Gilmoy: <Once: This site focusses on the end of a chess game.> Well, the PotD leans that way, if we only try to solve it from the diagram :) Hence I now try to solve an earlier puzzle-before-the-puzzle: <when did the winner see it?> N.B. This approach works in non-puzzle games, too.<Put your bits on good squares.> But this is par; hence even doing this peters out against an opponent as sound as you. Super-GMs do this against each other, get perfectly fine development, and then struggle for 30 moves over ideas we still don't grok.
Conversely, a miniature already implies some fundamental unsoundness from at least one side. Let's restrict to the case of the mismatch, e.g. a GM simul, or a 2600 vs 1900 wherein we say "rating difference, uh huh". How does the pro overwhelm the weekender?
Clearly, <good squares> is a start; let's call that <Phase I>. Beyond that, I add a tier of thinking: <supports many plans> (or "matches many patterns", which is probably highly correlated -- and that could be an eureka item itself.)
- I borrow your suggestion of working backward. A winner-by-force finishes the game in what we may call <Phase III: Lock-on Autopilot> mode, where he's already calculated it to a win, and he's just skiing down the ply-tree. Spielmann skis as well as Alyekin.

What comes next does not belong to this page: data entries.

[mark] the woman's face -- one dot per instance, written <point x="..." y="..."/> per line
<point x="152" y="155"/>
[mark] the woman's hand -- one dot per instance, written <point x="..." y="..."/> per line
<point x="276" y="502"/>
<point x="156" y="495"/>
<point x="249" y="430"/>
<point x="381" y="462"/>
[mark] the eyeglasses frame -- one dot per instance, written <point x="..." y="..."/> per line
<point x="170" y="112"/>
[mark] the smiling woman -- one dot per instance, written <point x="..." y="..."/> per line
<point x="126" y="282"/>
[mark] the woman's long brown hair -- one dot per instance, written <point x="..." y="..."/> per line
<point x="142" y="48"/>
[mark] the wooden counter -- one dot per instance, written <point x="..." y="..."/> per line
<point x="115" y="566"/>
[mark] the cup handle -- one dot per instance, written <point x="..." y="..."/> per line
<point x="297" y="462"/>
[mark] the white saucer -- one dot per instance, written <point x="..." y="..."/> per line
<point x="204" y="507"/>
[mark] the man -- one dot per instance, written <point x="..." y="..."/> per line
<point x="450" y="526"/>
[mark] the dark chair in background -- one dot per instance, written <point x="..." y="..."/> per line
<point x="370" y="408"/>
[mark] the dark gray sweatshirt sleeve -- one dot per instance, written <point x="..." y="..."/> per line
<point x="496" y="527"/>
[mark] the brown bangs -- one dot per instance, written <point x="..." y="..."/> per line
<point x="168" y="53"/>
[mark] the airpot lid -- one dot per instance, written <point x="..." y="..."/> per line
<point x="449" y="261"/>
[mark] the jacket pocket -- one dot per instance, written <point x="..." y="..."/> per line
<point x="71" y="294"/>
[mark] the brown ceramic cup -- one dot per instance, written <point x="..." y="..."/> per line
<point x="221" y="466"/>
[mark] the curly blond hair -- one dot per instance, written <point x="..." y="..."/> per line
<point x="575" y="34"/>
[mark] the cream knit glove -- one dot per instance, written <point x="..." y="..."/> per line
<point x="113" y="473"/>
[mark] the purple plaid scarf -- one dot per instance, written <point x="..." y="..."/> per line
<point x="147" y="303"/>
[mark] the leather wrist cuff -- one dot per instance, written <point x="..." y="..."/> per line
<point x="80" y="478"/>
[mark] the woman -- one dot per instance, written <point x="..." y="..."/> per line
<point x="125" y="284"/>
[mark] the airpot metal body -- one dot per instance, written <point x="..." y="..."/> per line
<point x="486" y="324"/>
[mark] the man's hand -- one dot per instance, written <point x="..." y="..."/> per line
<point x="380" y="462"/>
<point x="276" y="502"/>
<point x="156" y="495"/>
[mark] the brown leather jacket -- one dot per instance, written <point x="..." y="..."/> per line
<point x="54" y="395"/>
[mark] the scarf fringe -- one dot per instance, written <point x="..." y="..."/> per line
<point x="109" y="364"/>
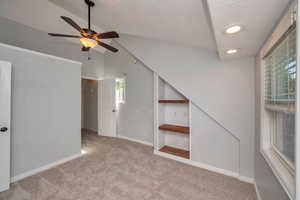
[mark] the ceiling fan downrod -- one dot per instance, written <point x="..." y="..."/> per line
<point x="89" y="4"/>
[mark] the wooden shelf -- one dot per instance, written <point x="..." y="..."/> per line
<point x="175" y="152"/>
<point x="174" y="101"/>
<point x="178" y="129"/>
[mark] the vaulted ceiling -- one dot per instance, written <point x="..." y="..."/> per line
<point x="199" y="23"/>
<point x="177" y="21"/>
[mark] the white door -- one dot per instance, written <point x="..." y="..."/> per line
<point x="109" y="117"/>
<point x="5" y="95"/>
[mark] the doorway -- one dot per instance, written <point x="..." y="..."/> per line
<point x="89" y="106"/>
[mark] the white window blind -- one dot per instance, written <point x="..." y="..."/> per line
<point x="280" y="74"/>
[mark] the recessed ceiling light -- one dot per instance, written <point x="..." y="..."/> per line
<point x="231" y="51"/>
<point x="233" y="29"/>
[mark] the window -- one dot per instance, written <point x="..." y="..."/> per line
<point x="120" y="90"/>
<point x="280" y="96"/>
<point x="278" y="113"/>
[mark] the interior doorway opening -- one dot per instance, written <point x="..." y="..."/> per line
<point x="89" y="110"/>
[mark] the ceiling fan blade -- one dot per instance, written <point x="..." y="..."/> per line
<point x="108" y="47"/>
<point x="108" y="35"/>
<point x="85" y="48"/>
<point x="72" y="23"/>
<point x="63" y="35"/>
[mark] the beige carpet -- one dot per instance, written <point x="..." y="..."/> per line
<point x="115" y="169"/>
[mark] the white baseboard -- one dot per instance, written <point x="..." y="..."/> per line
<point x="134" y="140"/>
<point x="205" y="166"/>
<point x="46" y="167"/>
<point x="4" y="188"/>
<point x="257" y="192"/>
<point x="247" y="179"/>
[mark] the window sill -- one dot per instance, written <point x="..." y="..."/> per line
<point x="285" y="178"/>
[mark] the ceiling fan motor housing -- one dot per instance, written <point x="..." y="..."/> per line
<point x="90" y="3"/>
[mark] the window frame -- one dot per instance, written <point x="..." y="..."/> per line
<point x="281" y="168"/>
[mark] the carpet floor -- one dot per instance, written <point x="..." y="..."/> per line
<point x="116" y="169"/>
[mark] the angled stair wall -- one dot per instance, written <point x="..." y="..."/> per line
<point x="222" y="93"/>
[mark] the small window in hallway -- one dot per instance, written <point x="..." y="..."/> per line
<point x="280" y="96"/>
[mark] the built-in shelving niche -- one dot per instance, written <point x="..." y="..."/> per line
<point x="172" y="124"/>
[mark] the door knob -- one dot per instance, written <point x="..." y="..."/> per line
<point x="3" y="129"/>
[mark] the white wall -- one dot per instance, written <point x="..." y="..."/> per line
<point x="23" y="36"/>
<point x="45" y="109"/>
<point x="223" y="90"/>
<point x="135" y="117"/>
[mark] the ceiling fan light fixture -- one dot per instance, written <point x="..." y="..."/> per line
<point x="233" y="29"/>
<point x="231" y="51"/>
<point x="88" y="43"/>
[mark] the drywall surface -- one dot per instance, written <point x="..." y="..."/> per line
<point x="26" y="37"/>
<point x="89" y="108"/>
<point x="45" y="109"/>
<point x="223" y="90"/>
<point x="135" y="117"/>
<point x="211" y="144"/>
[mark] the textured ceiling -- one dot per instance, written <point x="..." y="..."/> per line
<point x="258" y="18"/>
<point x="42" y="15"/>
<point x="178" y="21"/>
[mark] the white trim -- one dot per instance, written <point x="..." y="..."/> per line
<point x="206" y="166"/>
<point x="39" y="53"/>
<point x="90" y="78"/>
<point x="298" y="112"/>
<point x="281" y="173"/>
<point x="46" y="167"/>
<point x="2" y="189"/>
<point x="134" y="140"/>
<point x="257" y="192"/>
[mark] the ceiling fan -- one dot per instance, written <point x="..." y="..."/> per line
<point x="88" y="37"/>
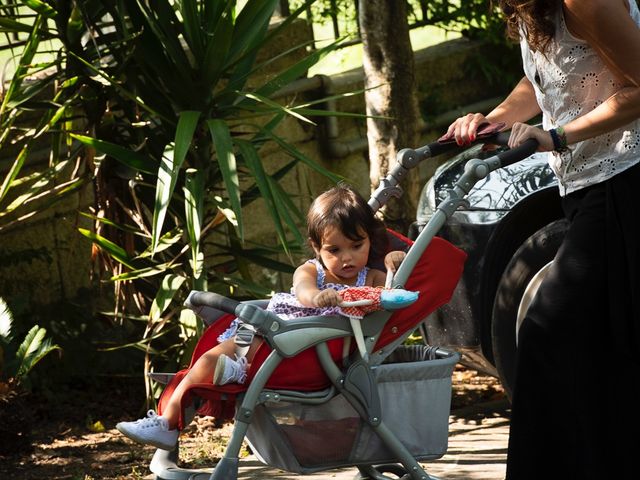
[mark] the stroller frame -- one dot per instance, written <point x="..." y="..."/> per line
<point x="287" y="338"/>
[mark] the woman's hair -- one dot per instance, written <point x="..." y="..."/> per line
<point x="343" y="208"/>
<point x="534" y="18"/>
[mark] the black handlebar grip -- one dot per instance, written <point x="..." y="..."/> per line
<point x="438" y="148"/>
<point x="214" y="300"/>
<point x="516" y="154"/>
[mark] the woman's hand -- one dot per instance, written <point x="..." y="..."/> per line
<point x="393" y="260"/>
<point x="464" y="129"/>
<point x="326" y="298"/>
<point x="520" y="132"/>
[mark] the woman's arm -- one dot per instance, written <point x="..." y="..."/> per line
<point x="608" y="27"/>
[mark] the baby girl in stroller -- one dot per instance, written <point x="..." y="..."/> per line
<point x="347" y="239"/>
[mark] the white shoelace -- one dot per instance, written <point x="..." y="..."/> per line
<point x="242" y="363"/>
<point x="152" y="420"/>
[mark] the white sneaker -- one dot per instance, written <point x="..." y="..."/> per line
<point x="229" y="370"/>
<point x="152" y="430"/>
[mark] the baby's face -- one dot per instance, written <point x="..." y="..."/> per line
<point x="343" y="257"/>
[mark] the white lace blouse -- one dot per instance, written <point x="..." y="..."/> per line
<point x="569" y="82"/>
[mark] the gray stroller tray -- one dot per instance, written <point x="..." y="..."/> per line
<point x="415" y="393"/>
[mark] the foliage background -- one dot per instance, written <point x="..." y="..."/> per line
<point x="163" y="113"/>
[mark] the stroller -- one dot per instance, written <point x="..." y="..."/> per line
<point x="313" y="399"/>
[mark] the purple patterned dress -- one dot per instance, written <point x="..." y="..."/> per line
<point x="287" y="306"/>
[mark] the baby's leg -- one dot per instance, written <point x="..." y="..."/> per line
<point x="201" y="372"/>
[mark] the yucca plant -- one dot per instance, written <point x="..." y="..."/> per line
<point x="166" y="98"/>
<point x="18" y="358"/>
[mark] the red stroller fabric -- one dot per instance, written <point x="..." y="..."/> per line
<point x="435" y="276"/>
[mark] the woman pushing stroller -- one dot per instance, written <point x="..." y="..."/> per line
<point x="346" y="238"/>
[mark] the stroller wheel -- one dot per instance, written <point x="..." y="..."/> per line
<point x="379" y="472"/>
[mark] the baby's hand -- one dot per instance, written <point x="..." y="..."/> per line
<point x="393" y="260"/>
<point x="327" y="298"/>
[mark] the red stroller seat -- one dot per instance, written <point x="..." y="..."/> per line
<point x="435" y="276"/>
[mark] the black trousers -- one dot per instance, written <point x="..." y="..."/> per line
<point x="575" y="398"/>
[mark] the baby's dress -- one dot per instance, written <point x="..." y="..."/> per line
<point x="287" y="306"/>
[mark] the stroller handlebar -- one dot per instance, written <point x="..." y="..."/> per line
<point x="197" y="299"/>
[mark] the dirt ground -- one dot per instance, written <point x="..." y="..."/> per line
<point x="76" y="438"/>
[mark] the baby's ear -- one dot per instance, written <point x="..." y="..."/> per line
<point x="316" y="248"/>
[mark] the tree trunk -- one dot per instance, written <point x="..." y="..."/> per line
<point x="391" y="92"/>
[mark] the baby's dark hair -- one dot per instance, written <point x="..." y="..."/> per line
<point x="345" y="209"/>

- Assume you have all necessary firepower, i.e. a winning plan exists, but you must find it. How do you know to look? Here, I think good players stratify through <intuition, pattern recognition, experience>, or sometimes outright home (prep) cooking. You must know all the mates; you must evaluate endgames correctly (to cover all side branches); it helps to have seen hundreds of similar positions, attacks, sacs, and wins. A noob never sees it (on either side), a tyro thinks "there's gotta be something like THAT sac", a master thinks "X-Y 1907, also G-H 1923, you missed a draw". (Nakamura says "done that, what's for dinner", he's already in Phase III.)
- By definition, then, Phase II is when you <don't> have a win-by-force all calculated out (but you've completed Phase I). This seems to me to be exactly the newbie's "what now?" fog, through which we've all gone (and not all passed :) A general corollary is: <improve your pieces>, i.e. move from their good squares to(ward) better ones. But <good> by what?
I surmise that a master relies again on his experience/intuition: that <many successful attacks> flowed from a positional characteristic (c.f. Nf5 in Ruy/Spanish!!). Over a corpus of thousands of games, you can rank piece-outposts (and thus repositionings, tours, mini-plans) based roughly on the average outcome of games in which they occurred. (From other sports, sabermetrics and Billy Beane's Moneyball did this in baseball, and ESPN/NFL just did it for the NFL QB rating system.)
Hence we park Bs on diagonals, get Rs to the 7th, plant Ne5/Ne6/Nf5, Qg3/Qg6 and rook lifts, and push our Ps to 6 or 3. Call these <fertile outposts>, from which tactics flow -- e.g. the knee-jerk Ne5 always threatens Nxf7!!, which has bamboozled even an Aronian. Hence, I think what a GM does in 3 seconds during a simul is to judge: what would be useful across the <largest swath of possible game-continuations>? That's a race, too: if your opponent just lets you amass these advantages without booting them out (e.g. Breyer g6 to deny Nf5), then at some critical mass you reach your Phase III transition -- which see.
<In today's game, Alekhine whips up a killer tactic by move 14 because he puts his pieces on better squares than his opponent.> The Nf5-Bg5-Q*3 complex is thematic in Spanish (which is an experience-lesson). The key idea of deflecting g open when Q-sees-g is the sting in the theme. Even the thrust <8.d4>, enjoying the mobile recapture <9.Nxd4>, is straight out of Sicilian theory. Black went wrong by allowing this, and then not contesting Nf5: his corpus is smaller than Alekhine's corpus, and his danger-sense was more rudimentary than Alekhine's lockon-sense.
The upshot of all this seems to be: play through many games to broaden your corpus. Pure calculation solves the II-III phase transition, but it doesn't get you <to> it.